Autour de l’embarcation, les flots se troublent, se mettent à gonfler ! Les vagues bientôt semblent s’entrecroiser et certaines déferlent, comme des dents blanches dans la nuit ! « Eh ! Mais c’est la tempête ! s’écrie alarmé le lapin. On est en danger !
_ Y a encore de la marge… répond Paschic. Mais n’avez-vous pas remarqué une chose étrange : il n’y a pas d’ vent !
_ Et alors ? Euh… Oui, en effet, c’est étrange, car normalement, c’est le vent qui…
_ C’est une attaque de mutants !
_ Une attaque de… mutants ? Qu’est-ce que vous voulez dire ?
_ Là-bas ! Regardez, ils arrivent ! »
Le lapin scrute l’horizon et il arrive à discerner des formes, qui avancent sur l’eau, en marchant ! « Vous avez raison ! fait-il à Paschic. Des esprits viennent vers nous ! Mais que vont-ils nous faire ?
_ Rien de bon ! Ne bougez pas surtout ! »
Les formes se précisent et elles paraissent plongées dans un rêve ! L’atmosphère devient pesante, d’autant que la mer reste menaçante ! Mais soudain le lapin, qui ne cessait d’observer les mutants, s’exclame : « Des ados ! Ce sont des ados qui scrollent ! Ah ! Ah ! Des mutants ? Vous avez voulu m’ faire peur, Paschic !
_ Pas du tout ! Ils sont très dangereux !
_ Ah oui ? Comment ça ? Ils ont encore le nez qui coule !
_ Ils vont vous réduire en bouillie, avec leur pouvoir psychique !
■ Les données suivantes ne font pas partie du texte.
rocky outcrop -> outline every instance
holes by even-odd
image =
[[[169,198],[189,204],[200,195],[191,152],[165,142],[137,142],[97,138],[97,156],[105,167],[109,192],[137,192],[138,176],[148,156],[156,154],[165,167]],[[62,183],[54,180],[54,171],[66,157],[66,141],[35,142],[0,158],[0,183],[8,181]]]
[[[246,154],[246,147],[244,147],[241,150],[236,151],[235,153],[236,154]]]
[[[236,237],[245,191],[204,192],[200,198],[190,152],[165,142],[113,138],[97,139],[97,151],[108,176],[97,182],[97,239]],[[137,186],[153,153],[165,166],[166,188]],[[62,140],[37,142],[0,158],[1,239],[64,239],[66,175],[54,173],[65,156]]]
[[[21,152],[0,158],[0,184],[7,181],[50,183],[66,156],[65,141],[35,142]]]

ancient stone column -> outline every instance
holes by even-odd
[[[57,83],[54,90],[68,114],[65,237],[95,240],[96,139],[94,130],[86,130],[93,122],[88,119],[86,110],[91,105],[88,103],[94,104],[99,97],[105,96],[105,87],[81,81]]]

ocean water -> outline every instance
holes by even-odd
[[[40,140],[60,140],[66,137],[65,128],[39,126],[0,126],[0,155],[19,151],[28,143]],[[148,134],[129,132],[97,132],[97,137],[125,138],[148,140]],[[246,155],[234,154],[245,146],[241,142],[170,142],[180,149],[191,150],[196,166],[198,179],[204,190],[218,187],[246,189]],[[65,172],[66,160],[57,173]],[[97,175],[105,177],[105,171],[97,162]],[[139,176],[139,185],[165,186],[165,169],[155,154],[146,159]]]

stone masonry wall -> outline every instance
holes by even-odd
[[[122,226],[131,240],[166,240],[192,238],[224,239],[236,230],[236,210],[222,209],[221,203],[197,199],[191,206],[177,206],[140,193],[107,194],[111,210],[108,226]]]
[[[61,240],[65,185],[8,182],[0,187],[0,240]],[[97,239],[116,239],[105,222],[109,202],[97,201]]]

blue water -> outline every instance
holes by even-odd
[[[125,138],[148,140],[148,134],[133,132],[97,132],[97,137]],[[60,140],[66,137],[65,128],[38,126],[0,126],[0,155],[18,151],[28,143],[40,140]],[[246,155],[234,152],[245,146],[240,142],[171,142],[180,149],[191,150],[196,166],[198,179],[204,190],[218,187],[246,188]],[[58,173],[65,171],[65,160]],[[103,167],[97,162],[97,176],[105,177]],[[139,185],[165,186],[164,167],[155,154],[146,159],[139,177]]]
_ Leur pouvoir psychique ? Comment ça marche ? Ils déplacent les objets mentalement ? Ah ! Ah !
_ Non, ils font pression sur votre propre psychisme, pour vous soumettre et vous briser !
_ Ah ! Ah ! Faut arrêter la bouteille, mon pauvre Paschic ! J’ m’en vais au-devant d’eux, car j’ai un tas d’ promos à leur proposer ! des abonnements, des vêtements ! Ils vont être ravis !
_ Ne bougez pas ! Ils vont vous réduire en miettes ! »
Mais le lapin saute déjà sur les vagues, alléché par ses perspectives de ventes, et les jeunes là-bas s’approchent de lui, s’arrêtant à peine de scroller ! Le lapin s’agite parmi eux, puis il jette un cri, un cri déchirant, car on vient de lui arracher un bras, avec lequel les ados s’amusent !
« Je l’avais prévenu ! se dit Paschic ! On veut pas m’croire et voilà le résultat ! » Nouveau cri, nouveau bras, nouvel amusement ! Le lapin n’en finit plus de hurler, puis enfin, c’est le silence ! Paschic se rassoit dans la barque et se met à ramer : « Maintenant, c’est mon tour ! » dit-il.
En effet, les formes grises là-bas se tournent vers lui et se rapprochent ! Elles flottent sur l’eau, toujours plongées dans leur téléphone ! « Ça like dur les bébés ? fait Paschic. Ça pompe de l’intérêt comme de l’essence ! Sans pouvoir, ceux-là coulent immédiatement ! Sont complètement paumés ! Attention, Paschic, les voilà ! »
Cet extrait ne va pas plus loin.